Skills Used: Excel, data cleaning, data transformation, macros.

downloaded excel file -
![image](https://github.com/NiNja-09/BankCard-Analytics---Credit-Debit-Card-Usage-Monitoring/assets/60342946/6a64e7a5-9512-4e98-906f-cadb379ec727)

Cleaned excel file -
![image](https://github.com/NiNja-09/BankCard-Analytics---Credit-Debit-Card-Usage-Monitoring/assets/60342946/61258103-828d-4605-9400-e58bcec954c1)

3. Data Consolidation:

After cleaning and structuring the data from multiple files, the individual files were consolidated into a single file. An extra column was added to indicate the respective month and year for each data entry, enhancing the dataset's interpretability and facilitating temporal analysis.

Skills Used: Excel, data consolidation.

4. Data Visualization and Dashboard Creation in Tableau:

The consolidated dataset was then imported into Tableau for advanced data visualization. The Tableau platform enabled the creation of interactive dashboards that showcased various dimensions of credit and debit card usage. Different visualizations were designed to represent metrics such as the number of cards issued, transaction volumes, spending, spend per card, average transaction size, and market share based on different factors.

Skills Used: Tableau, data visualization, dashboard creation.

![image](https://github.com/NiNja-09/BankCard-Analytics---Credit-Debit-Card-Usage-Monitoring/assets/60342946/e16d487b-b066-48f5-b1ab-79acf30d566c)

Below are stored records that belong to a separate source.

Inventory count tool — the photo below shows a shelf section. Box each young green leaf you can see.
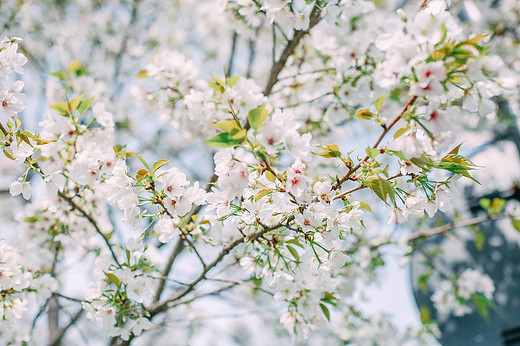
[49,101,69,115]
[78,96,94,114]
[150,159,169,175]
[247,103,269,131]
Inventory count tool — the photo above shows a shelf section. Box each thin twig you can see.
[408,214,509,243]
[226,31,238,77]
[58,191,121,268]
[332,95,417,190]
[333,172,402,200]
[50,308,85,346]
[264,7,321,96]
[206,278,274,296]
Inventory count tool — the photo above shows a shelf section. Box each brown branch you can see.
[263,6,321,96]
[58,191,121,268]
[0,123,9,136]
[50,308,85,346]
[154,174,218,303]
[408,214,509,243]
[333,172,403,200]
[148,219,283,317]
[332,95,417,190]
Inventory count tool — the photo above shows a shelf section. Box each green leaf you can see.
[104,272,121,288]
[320,304,330,322]
[313,144,342,158]
[489,198,506,214]
[69,93,85,111]
[203,132,243,149]
[3,148,15,160]
[354,108,374,120]
[208,81,225,94]
[471,294,494,321]
[386,149,412,163]
[287,245,300,262]
[359,202,372,212]
[394,125,411,139]
[436,22,448,46]
[78,96,94,114]
[150,159,170,175]
[475,231,486,250]
[287,238,303,249]
[255,189,271,202]
[226,74,242,88]
[265,171,276,183]
[210,74,226,88]
[247,103,269,131]
[365,147,379,160]
[67,60,81,73]
[417,272,432,292]
[511,219,520,232]
[419,306,431,324]
[376,94,387,114]
[211,120,242,133]
[448,143,462,155]
[229,129,247,143]
[49,101,69,115]
[135,154,150,171]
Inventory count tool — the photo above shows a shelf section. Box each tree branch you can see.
[263,6,321,96]
[58,191,121,268]
[332,95,417,190]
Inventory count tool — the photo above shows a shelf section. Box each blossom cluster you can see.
[0,0,514,344]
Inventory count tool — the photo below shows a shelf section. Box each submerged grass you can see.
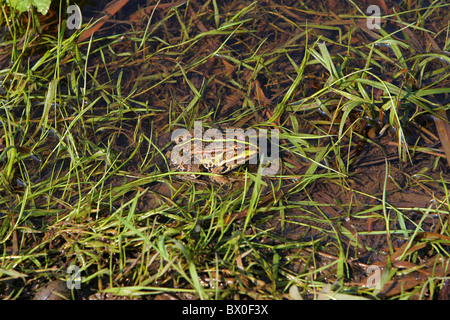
[0,0,450,299]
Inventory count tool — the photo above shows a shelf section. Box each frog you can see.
[166,127,259,184]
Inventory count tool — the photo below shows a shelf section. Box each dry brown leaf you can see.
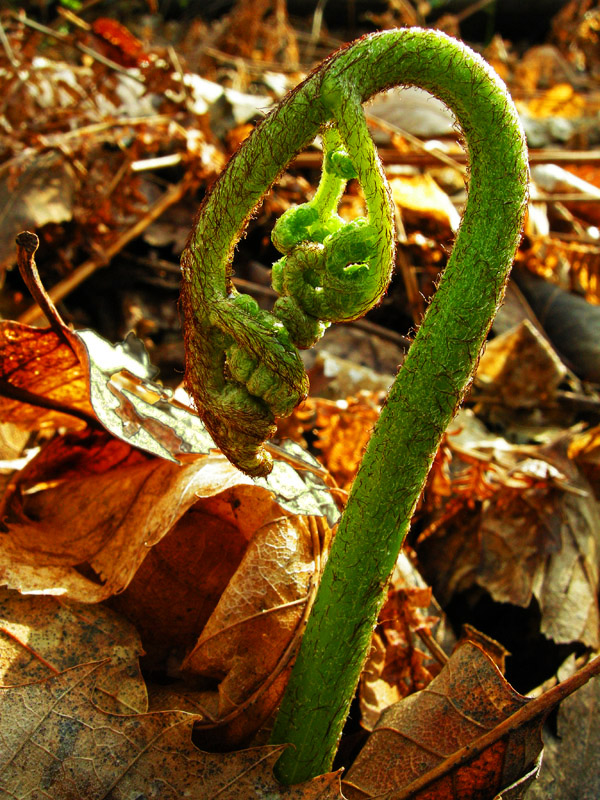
[475,320,567,408]
[419,412,600,648]
[0,153,79,271]
[568,425,600,500]
[0,589,148,714]
[313,392,381,489]
[0,433,316,602]
[0,664,342,800]
[359,587,439,730]
[527,665,600,800]
[390,174,460,231]
[343,642,542,800]
[527,83,585,119]
[183,517,327,745]
[110,510,251,672]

Tableau Public Dashboard Link - https://public.tableau.com/app/profile/ninad.patil/viz/Tableau-CardUsageMonitoringDashboard/Dashboard1

# Insights:

Total Usage Insights:

-Total transactions: 4,976 million
-Total cards issued: 9,508 million
-Total market share: ₹18,309.26 billion

Bank Type Insights:

-Foreign banks account for 5.12% of market share.
-Public sector banks hold a market share of 29.88%.
-Private sector banks dominate with a market share of 65.00%.

Card Usage Trends:

-The number of debit cards issued declined from September 2022 to June 2023, while credit card numbers increased during the same period.
-The top three banks in terms of total spend vs. total transactions are State Bank of India, Axis Bank, and Kotak Mahindra Bank.

Month-wise Analysis:

-Total spending for credit cards was highest in May 2023.
-The total number of credit/debit cards issued peaked in June 2023.
-The number of debit cards issued exceeded credit cards.

# Conclusion:
The "BankCard Analytics - Credit & Debit Card Usage Monitoring" project demonstrates the power of data analysis in understanding financial trends. By employing web scraping, data cleaning, consolidation, and visualization techniques, we successfully gained insights into credit and debit card usage across different banks and bank types. The interactive Tableau dashboard provides a user-friendly platform to explore the trends and patterns in card usage, enabling better decision-making for stakeholders in the finance industry. This project showcases skills in data handling, visualization, and analysis that are essential for effective data-driven decision-making.